A version of this article was originally published in The Dundee Courier on 21 January 2017.
IMAGINE… LISTEN TO ME
MARLON: Saturday,
BBC Two
SOUND OF MUSICALS WITH
NEIL BRAND: Friday,
BBC Four
An
extraordinary tribute to an extraordinary man, the award-winning documentary LISTEN TO ME MARLON was/is that rarest
of beasts – a profile of an artist that matched the depths and complexity of
the subject in question.
Shown
as part of the Imagine strand (the
dreaded Alan Yentob’s introduction was mercifully brief), this mesmerising film
revolved around judiciously edited highlights from hundreds of hours of Marlon
Brando’s self-recorded ruminations on the meaning of life and art.
Most
self-analytical actors could bore you to tears with such lofty subject matter,
but Brando wasn’t most self-analytical actors.
As
these tapes confirmed, he was an intensely thoughtful, sensitive, eloquent man
who never considered himself any greater or more important than anyone else. On
the contrary, he spent most of his adult life in a state of almost self-disgusted
ambivalence when it came to his craft.
Brando,
quite rightly, will always be regarded as one of the greatest actors who ever
lived, but acting often struck him as an absurd way to make a (very lucrative)

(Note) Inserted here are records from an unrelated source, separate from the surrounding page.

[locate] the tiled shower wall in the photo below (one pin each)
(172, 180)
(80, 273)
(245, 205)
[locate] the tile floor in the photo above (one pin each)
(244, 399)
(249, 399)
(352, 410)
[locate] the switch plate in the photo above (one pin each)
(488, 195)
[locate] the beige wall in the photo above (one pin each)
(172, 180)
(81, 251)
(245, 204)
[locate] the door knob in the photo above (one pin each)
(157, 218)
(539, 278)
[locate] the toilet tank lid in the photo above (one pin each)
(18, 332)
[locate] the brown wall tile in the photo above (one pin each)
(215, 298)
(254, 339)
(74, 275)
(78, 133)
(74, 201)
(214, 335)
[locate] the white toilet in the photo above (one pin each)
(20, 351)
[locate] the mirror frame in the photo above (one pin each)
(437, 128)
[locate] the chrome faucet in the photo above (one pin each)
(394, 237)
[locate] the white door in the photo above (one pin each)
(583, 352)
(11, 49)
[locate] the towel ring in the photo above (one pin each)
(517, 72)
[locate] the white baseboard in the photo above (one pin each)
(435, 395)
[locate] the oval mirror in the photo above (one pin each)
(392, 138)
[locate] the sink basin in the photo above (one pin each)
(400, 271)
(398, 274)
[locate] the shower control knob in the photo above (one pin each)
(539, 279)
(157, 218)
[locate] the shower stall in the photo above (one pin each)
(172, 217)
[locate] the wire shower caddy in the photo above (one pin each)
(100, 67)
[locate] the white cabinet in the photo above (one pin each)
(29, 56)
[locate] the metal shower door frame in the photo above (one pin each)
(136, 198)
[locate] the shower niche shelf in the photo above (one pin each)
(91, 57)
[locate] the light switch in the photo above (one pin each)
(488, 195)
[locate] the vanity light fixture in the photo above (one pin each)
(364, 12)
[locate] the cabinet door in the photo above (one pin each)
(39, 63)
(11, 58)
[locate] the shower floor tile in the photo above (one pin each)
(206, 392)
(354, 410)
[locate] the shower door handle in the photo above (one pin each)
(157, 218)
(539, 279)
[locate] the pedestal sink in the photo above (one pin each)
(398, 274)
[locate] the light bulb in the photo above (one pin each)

living. And yet he was evidently fascinated by its - and by extension, human
nature’s – muddled contradictions.
Unlike
most documentary tributes to great artistes, this film, by director Stevan
Riley, actually tapped into the psychological essence of its subject.
Having
Brando as a narrator helped immeasurably, of course, but Riley obviously came
to understand this eccentric soul after spending so much time in his head
(literally represented at points by an eerie computer-generated simulation).
A
portrait emerged of a man whose sensitivity was forged from a childhood raised
by an alcoholic mother whom he adored, and a tough, violent, emotionally
distant father.
Brando
craved love and appreciation, hence why he became an actor, but movie stardom
and critical plaudits eventually revealed themselves to be just another illusory facet
of a hypocritical, unjust society. He was in essence a good, if troubled, man.
But
let’s not get carried away. Despite being produced with the blessing of
Brando’s estate, Riley’s film, for all its compassion for the man, wasn’t a blanket
hagiography.
It
didn’t ignore his notoriously fractious relationship with directors whose work
didn’t compliment his often stubbornly wayward vision of how a part should be
played. He was a right pain in the arse, sometimes for the sheer hell of it.
His
later performances could be embarrassingly lazy – he wore an earpiece feeding
him lines - which no amount of disillusionment with acting can excuse. The last
half of his career sometimes felt like a cynical, cash-grabbing joke at the
world’s expense.
A
lifelong supporter of the underdog, Brando may have used his embarrassing
celebrity status to raise awareness of social injustice, but he also exploited
it in pursuit of women. One of his choice quotes from the film, typical in its sly
erudition, was: “I was known and destined to spread my seed far and wide.”
Then
again, what woman or man could resist the young, beautiful Brando in his
charismatic pomp? Much like the similarly carnal yet self-mocking Elvis
Presley, there was – at the risk of soliciting hyperbole - something almost
Godlike about Brando. And yet Brando, like Elvis, always wrestled with nagging
guilt: why am I the chosen one?
Riley’s
haunting film humanised this tarnished deity to quite stunning effect.
In
the latest episode of SOUND OF MUSICALS
WITH NEIL BRAND, the estimable music historian traced, with characteristic
acuity, the maturation of stage musicals during the late 1950s and 1960s.
This
was an era when Jewish artisans such as Lionel Bart and Leonard Bernstein
began, via classics such as Oliver!
and West Side Story, to tackle deeper
themes of social inequality and racial identity.
In
many ways the essence of BBC Four, Brand’s illuminating lectures – with their
avuncular yet authoritative tone – are a delight. Whenever Earth’s biggest
bores start grousing about the licence fee, this is the sort of programme I
nominate in its defence.
Never
underestimate the value of a modest, impassioned expert.